Posted: Thu Oct 27, 2011 7:06 am
by krishna81
When I am running a job on single node the data and no.of records I am getting are perfect , but when running the same job on 4 (or Multi) nodes, it is acting weird. The no.of records I am getting is different(more than no.of records from source).
Have a join stage and filtering data with a constraint(column from right link of join) in transformer.

Source(CFF) -> join -> Xfrm

Both the input links to join stage are hash partitioned and are sorted on keys.
Could any one suggest me why is this behaving weird on multi nodes?

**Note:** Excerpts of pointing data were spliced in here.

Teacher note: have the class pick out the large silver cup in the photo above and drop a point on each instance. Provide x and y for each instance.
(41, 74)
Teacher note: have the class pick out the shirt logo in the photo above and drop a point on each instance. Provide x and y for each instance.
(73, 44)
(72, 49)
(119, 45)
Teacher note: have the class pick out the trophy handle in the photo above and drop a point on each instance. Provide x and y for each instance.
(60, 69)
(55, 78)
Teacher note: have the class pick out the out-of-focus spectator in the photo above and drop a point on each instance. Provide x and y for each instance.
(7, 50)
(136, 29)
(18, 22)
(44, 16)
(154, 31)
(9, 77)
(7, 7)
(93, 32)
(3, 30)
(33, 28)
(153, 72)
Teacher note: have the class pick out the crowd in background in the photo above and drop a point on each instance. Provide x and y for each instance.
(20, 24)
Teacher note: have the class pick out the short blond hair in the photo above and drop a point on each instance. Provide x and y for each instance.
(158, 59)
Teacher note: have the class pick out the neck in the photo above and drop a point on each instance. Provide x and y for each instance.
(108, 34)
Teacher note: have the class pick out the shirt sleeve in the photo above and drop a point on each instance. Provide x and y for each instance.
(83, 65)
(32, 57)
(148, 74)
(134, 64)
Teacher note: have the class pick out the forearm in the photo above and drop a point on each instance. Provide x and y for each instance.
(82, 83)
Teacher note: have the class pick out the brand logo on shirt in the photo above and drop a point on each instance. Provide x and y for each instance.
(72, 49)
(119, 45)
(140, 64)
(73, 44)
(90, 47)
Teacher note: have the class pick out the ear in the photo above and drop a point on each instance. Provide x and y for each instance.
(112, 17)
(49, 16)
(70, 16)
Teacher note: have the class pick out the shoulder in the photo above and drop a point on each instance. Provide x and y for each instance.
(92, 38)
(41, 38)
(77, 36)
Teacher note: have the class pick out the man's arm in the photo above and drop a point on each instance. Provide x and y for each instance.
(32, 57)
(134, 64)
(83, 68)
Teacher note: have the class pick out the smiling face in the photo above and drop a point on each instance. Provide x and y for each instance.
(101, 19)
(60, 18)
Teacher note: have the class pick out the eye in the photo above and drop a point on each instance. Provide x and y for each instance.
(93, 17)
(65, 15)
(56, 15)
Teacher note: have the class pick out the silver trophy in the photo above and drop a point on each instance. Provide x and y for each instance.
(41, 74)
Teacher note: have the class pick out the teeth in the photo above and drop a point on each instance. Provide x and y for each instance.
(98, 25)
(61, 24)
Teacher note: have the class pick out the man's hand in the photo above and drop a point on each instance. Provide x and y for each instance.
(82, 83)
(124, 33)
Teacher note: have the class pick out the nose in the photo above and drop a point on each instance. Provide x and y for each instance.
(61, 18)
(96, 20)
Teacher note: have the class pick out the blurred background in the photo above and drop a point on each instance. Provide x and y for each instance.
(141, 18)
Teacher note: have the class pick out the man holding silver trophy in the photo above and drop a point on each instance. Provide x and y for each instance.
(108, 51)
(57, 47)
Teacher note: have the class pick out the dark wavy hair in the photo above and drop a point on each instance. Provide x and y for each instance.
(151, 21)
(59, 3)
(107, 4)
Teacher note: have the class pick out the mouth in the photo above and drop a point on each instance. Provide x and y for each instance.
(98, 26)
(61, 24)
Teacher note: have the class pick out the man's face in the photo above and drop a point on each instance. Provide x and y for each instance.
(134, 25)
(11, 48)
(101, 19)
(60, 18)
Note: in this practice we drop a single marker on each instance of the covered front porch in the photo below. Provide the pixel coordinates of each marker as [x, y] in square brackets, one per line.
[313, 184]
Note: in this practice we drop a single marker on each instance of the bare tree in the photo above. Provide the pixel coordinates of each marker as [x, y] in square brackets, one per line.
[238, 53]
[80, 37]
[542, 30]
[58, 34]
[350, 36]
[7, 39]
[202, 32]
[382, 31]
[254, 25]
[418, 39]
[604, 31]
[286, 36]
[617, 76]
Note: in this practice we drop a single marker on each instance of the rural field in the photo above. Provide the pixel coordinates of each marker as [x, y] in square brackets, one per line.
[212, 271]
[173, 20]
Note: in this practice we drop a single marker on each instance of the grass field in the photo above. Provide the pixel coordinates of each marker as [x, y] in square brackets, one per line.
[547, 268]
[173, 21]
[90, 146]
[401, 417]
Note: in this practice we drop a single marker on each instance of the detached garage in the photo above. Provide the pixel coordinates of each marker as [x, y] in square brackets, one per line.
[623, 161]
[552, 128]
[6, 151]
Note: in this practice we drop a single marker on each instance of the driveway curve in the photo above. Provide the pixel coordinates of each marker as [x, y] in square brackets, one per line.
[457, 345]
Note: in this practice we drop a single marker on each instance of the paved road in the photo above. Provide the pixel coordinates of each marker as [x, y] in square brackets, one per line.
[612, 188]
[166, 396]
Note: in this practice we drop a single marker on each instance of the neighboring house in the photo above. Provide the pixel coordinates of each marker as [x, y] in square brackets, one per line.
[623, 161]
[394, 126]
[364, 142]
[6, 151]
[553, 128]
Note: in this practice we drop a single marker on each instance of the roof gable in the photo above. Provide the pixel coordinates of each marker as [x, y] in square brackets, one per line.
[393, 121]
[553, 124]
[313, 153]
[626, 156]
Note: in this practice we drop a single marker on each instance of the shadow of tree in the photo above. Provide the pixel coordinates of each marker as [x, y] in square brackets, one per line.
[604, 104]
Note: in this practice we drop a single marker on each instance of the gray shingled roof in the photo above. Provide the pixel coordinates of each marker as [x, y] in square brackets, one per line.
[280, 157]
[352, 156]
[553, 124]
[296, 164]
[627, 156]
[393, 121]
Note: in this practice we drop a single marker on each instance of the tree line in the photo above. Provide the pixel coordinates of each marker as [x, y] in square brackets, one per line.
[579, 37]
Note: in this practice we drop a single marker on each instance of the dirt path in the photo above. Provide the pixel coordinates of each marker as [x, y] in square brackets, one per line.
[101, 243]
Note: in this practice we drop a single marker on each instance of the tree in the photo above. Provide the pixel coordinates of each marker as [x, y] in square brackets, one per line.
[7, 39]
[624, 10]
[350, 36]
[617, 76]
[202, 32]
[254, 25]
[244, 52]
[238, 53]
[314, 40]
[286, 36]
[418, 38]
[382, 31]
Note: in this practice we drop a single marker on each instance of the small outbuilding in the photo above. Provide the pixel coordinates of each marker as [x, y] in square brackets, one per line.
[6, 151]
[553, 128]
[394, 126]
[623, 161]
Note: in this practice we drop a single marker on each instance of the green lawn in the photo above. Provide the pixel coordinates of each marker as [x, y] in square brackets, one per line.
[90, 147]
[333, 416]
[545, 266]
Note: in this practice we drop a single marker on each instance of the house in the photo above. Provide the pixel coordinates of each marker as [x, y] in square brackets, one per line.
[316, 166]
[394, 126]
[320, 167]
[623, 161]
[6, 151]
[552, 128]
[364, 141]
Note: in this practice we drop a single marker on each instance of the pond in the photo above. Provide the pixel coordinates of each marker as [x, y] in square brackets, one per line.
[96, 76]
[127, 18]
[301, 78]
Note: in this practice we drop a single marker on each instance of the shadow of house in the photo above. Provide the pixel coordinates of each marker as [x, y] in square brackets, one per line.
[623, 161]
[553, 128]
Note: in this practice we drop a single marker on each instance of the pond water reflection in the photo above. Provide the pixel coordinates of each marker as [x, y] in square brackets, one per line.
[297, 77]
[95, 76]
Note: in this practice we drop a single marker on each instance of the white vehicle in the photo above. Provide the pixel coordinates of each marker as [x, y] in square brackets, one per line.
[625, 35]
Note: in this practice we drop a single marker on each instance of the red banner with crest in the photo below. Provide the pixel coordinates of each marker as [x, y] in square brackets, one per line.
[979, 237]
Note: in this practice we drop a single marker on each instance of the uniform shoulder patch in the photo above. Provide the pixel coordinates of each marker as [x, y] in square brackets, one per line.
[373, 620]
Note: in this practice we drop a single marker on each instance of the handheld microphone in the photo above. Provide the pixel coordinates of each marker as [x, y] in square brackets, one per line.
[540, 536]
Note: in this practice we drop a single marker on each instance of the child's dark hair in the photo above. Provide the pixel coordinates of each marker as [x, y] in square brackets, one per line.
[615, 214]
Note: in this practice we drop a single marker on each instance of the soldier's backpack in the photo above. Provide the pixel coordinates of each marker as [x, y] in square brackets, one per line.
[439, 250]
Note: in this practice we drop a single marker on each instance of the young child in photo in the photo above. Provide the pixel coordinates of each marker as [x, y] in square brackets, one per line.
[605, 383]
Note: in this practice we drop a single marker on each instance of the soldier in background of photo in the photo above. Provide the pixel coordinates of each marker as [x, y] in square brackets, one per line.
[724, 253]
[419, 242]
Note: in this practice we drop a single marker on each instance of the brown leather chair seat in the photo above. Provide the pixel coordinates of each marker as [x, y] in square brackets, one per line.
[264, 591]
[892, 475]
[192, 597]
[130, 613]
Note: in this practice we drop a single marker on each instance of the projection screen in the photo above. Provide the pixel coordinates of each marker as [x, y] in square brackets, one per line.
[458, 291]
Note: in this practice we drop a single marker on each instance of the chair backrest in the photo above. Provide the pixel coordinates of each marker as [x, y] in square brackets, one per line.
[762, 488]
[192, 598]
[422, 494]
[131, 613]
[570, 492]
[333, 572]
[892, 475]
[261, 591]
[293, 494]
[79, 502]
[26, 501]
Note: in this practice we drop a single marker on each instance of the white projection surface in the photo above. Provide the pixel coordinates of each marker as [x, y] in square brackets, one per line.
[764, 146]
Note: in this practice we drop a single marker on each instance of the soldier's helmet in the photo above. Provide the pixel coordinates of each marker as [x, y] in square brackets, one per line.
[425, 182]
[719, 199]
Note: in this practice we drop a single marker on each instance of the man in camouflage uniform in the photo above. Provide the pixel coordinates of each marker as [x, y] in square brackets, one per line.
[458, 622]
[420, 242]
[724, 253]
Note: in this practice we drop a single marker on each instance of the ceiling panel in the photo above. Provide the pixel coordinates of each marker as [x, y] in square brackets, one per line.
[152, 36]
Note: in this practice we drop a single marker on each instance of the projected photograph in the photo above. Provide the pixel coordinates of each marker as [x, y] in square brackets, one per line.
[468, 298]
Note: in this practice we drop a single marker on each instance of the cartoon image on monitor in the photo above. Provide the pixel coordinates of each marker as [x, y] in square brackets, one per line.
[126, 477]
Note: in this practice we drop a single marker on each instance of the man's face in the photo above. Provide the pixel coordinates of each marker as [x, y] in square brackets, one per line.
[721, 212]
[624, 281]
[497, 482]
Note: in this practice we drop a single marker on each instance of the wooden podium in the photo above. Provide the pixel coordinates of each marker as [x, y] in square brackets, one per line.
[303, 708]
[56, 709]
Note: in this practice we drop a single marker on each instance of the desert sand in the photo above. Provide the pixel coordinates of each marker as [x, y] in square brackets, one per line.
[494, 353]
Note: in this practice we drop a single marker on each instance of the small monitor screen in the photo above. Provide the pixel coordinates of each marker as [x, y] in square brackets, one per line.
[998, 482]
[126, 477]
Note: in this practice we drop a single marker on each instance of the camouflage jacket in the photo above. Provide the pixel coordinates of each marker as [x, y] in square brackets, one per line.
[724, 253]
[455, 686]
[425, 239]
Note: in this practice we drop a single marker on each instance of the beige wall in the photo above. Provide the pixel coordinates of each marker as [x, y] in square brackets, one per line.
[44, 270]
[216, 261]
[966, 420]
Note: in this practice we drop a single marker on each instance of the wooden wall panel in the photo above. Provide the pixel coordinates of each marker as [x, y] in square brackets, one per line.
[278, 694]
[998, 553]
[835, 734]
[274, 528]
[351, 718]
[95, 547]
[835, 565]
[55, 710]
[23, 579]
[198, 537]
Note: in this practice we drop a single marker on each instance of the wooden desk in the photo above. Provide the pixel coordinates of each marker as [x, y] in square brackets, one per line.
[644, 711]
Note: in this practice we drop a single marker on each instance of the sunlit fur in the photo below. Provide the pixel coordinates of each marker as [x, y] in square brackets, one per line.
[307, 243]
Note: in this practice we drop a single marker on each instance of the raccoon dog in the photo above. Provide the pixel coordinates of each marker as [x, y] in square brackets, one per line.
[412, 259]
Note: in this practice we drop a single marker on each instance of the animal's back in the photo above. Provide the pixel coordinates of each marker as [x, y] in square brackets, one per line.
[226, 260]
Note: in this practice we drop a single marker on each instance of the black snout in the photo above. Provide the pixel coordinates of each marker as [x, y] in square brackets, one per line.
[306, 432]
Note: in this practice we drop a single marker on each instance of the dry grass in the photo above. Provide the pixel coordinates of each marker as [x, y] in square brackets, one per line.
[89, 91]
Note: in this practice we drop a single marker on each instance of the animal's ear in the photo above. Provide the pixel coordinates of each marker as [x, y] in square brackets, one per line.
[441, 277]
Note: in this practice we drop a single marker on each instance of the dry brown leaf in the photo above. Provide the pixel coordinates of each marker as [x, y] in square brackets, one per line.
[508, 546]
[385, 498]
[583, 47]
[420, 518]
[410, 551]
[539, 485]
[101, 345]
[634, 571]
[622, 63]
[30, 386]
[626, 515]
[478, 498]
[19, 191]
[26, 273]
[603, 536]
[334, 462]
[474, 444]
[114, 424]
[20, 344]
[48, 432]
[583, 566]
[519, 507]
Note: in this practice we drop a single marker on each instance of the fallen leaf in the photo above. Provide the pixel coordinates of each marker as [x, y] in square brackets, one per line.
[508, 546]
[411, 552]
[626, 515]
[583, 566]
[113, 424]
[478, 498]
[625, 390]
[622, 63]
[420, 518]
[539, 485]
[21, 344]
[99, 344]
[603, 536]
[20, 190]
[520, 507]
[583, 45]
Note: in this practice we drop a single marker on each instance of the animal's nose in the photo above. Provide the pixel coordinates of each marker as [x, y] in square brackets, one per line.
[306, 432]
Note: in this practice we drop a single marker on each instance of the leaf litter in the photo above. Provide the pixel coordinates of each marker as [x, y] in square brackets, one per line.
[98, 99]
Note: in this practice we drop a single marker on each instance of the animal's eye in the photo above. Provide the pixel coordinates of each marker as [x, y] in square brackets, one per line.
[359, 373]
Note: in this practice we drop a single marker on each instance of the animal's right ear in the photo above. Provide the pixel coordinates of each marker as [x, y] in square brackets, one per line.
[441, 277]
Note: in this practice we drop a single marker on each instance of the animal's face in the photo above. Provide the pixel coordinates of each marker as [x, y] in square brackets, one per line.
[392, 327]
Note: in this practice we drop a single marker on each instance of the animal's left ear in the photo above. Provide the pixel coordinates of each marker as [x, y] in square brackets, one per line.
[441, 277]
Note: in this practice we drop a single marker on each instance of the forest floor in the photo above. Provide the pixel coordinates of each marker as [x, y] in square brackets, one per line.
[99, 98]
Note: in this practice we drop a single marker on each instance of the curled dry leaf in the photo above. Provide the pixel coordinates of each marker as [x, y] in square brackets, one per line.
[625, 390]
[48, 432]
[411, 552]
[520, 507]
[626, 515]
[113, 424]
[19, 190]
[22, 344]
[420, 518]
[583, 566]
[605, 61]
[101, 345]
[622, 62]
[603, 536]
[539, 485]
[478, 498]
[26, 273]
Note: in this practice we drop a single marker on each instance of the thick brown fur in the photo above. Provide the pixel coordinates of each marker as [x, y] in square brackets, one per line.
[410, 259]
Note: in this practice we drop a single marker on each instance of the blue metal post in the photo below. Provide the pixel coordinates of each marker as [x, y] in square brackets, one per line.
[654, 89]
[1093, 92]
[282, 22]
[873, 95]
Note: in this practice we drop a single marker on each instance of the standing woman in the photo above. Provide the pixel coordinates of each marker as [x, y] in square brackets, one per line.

Re: Different results on multiple nodes

Posted: Thu Oct 27, 2011 8:33 am
by BI-RMA
krishna81 wrote:Both the input links to join stage are hash partitioned and are sorted on keys.
That is: the key-columns of the Join-Stage, not the key-columns of the input-tables? Partitioning and Sorting uses the same keys for all inputs?

To be sure, it definitely sounds like a partitioning problem. Did You try to set partitioning to Auto and leave the sorting to DataStage? Your scenario does not really look like one where the extra effort for setting hashing and sorting manually was needed. Mind You: DataStage will not override false settings if You set them manually.